We were interested in your study whose data is deposited at GEO at the following location: https://www.ncbi.nlm.nih.gov/geo/query/acc.cgi?acc=GSE111889
However, there seems to be a discrepancy with the raw counts that have been deposited, with different count values reported between the 2 files listed:
- GSE111889_RAW.tar
- GSE111889_host_tx_counts.tsv.gz
This discrepancy is elaborated in the attached screenshot.
Do you know what may have happened here and which data is correct to use?

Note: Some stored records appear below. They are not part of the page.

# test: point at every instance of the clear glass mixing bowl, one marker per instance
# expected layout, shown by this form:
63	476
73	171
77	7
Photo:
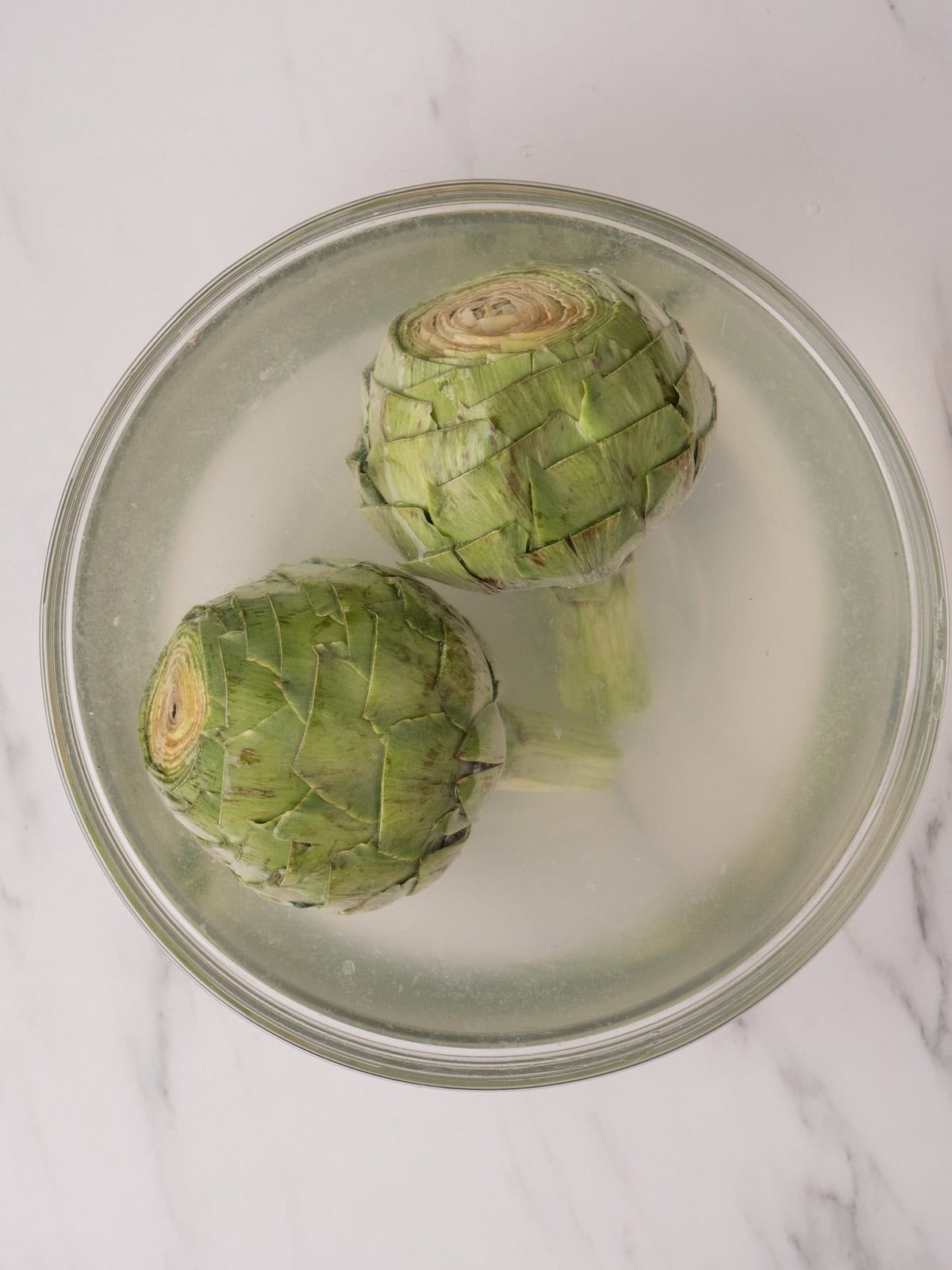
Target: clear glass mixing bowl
793	613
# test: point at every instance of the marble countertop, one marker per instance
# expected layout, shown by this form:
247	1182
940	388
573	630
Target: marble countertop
143	150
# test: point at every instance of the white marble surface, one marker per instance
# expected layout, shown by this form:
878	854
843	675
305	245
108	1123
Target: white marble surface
141	150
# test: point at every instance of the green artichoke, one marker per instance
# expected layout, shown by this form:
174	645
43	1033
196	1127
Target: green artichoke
524	429
332	730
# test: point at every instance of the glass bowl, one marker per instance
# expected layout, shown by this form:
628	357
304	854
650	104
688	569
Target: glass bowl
793	615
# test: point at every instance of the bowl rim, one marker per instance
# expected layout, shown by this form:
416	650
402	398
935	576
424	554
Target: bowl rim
700	1011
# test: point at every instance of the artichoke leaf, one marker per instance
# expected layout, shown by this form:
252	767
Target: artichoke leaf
405	670
340	756
416	789
258	783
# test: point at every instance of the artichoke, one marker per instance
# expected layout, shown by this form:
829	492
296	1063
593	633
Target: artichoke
524	429
332	730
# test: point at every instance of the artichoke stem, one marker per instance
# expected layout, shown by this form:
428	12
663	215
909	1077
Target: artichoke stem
601	649
546	755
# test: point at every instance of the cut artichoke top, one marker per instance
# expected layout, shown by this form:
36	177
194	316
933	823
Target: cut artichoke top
524	429
329	732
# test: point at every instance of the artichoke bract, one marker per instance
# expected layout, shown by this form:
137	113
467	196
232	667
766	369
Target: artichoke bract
332	730
526	429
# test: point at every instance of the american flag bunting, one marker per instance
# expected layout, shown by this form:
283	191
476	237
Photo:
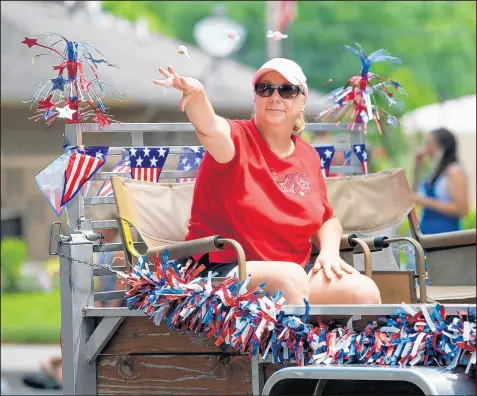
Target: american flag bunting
326	154
50	182
82	165
361	153
123	166
147	162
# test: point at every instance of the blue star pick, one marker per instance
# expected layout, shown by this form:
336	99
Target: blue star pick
58	83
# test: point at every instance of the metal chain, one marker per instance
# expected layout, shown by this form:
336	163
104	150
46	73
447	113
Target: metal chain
91	264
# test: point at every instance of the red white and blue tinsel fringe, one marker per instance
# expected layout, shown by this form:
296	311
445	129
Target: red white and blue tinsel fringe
252	322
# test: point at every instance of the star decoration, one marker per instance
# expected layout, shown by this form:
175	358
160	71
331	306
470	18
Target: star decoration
58	83
30	42
46	104
102	119
68	72
287	185
66	112
85	84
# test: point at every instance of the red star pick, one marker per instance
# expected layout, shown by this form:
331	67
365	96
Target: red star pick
30	42
46	104
85	84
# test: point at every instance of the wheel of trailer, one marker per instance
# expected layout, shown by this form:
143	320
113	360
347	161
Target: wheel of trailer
324	387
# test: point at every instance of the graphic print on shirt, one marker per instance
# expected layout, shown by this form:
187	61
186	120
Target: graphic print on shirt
294	183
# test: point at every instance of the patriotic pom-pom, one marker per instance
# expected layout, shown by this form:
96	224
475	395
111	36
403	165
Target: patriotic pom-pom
253	323
356	100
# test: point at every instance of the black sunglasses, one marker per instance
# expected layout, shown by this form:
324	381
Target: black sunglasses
266	90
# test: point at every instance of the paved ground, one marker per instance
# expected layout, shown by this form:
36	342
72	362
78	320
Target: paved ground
18	360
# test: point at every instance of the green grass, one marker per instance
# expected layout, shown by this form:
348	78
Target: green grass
31	317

My colleague also found some discrepancies in GSE111889_series_matrix.txt , where 4 samples have ’ rectum tissue ’ under ’ Sample_source_name_ch1 '; however, the biopsy location values from ’ Sample_characteristics_ch1 ’ are a different location:
- ‘GSM3043425’: ‘Ileum’
- ‘GSM3043517’: ‘Transverse colon’
- ‘GSM3043535’: ‘Cecum’
- ‘GSM3043564’: ‘Cecum’
Would it be possible to get correct values for either tissue type or biopsy location?
Also, the sample ‘GSM3043543’ does not describe the location from where the biopsy was taken, being instead described as ‘non-inflamed’ having ‘ !Sample_source_name_ch1 ’ as unspecified ‘tissue’. Would it be possible to clarify?